Objectives & Data analytic plan

The purpose of this study is to explore variables contributing to differences in student assessments of overall instructor quality from 2017-2019. Specifically, this study asks, “What instructor, student, and course variables predict overall evaluation of instructors?”

Data consists of 362,238 course evaluations, across four semesters (Fall 2017, Spring 2018, Fall 2018, Spring 2019) analyzing one question about overall instructor quality from the UB student survey: “Overall, this instructor was (Very Poor, Poor, Fair, Good, Excellent, or Not applicable).” We investigated Instructor, Student, and Course variables to determine whether they explained differences of overall instructor quality rating scores using a hierarchical linear regression analysis. 

Results

Instructor, Student, and Course variables represented 2.9% of the variability in overall instructor quality scores. The following variables were associated with significantly higher instructor quality scores:

Instructor variables

  • Younger, female, White and non-tenure track instructors were scored higher. 
  • Female students rated female instructors higher than male instructors, whereas male students did not significantly differentiate between male or female instructors.

Student

  • Older students, female students, students with higher GPAs, and non-White students gave higher overall quality scores.

Course

  • Instructors got higher scores when they taught lower enrollment courses; the Course Levels of Graduate, Law, and Medical; the Course Types of Labs, Seminars, and Lectures; and the Course Mode of In-Person classes. 

Implications

It is common with large samples for variables to appear statistically significant while explaining relatively little amounts of variance in an outcome. Consistent with this, together, all variables accounted for only 2.9% of the variability in instructor scores.

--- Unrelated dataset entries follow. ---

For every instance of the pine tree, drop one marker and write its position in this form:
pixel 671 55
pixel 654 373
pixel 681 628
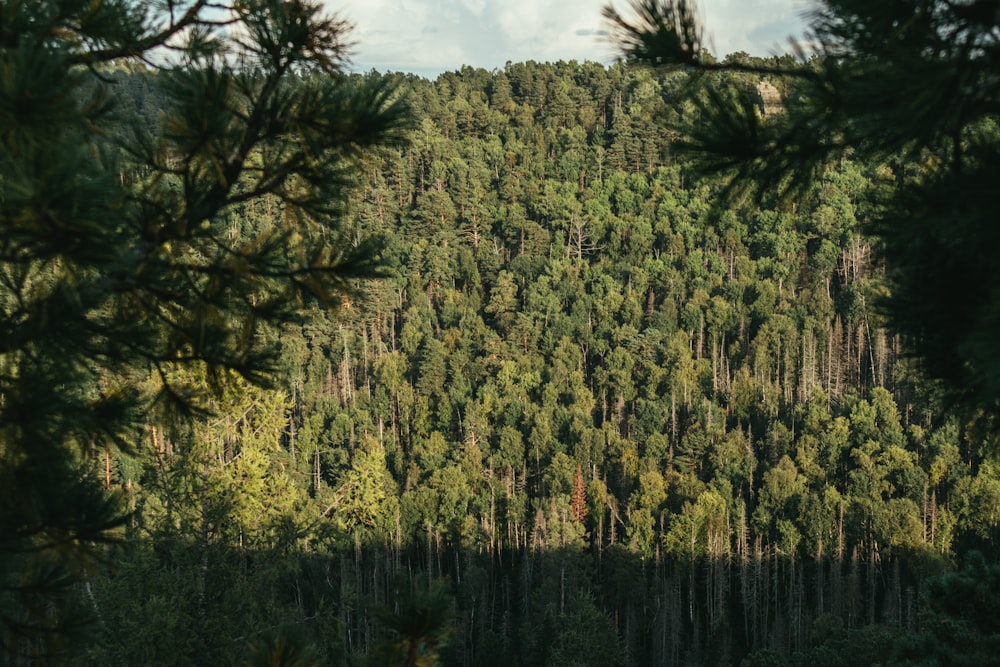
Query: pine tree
pixel 907 86
pixel 123 292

While students rated faculty differently dependent on age, race, and gender, this does not sufficiently indicate bias. For example, female students may have rated female faculty higher and male faculty lower because their experiences differed from male students. It is also pertinent to acknowledge that White instructors were rated significantly higher than non-White instructors in these evaluations. Further surveys, interviews with students or observations are needed to begin to explain why there are these differences.

Appropriate interpretation of instructor overall quality scores requires two components:

  • Appropriate Comparisons: Whether by course size, type, level, delivery mode or past performance to determine whether outcomes are positive, negative, improving, etc.
  • Explanatory Data: Additional information that explains the why of course ratings (i.e., new course, traditionally difficult course, new teaching method introduced).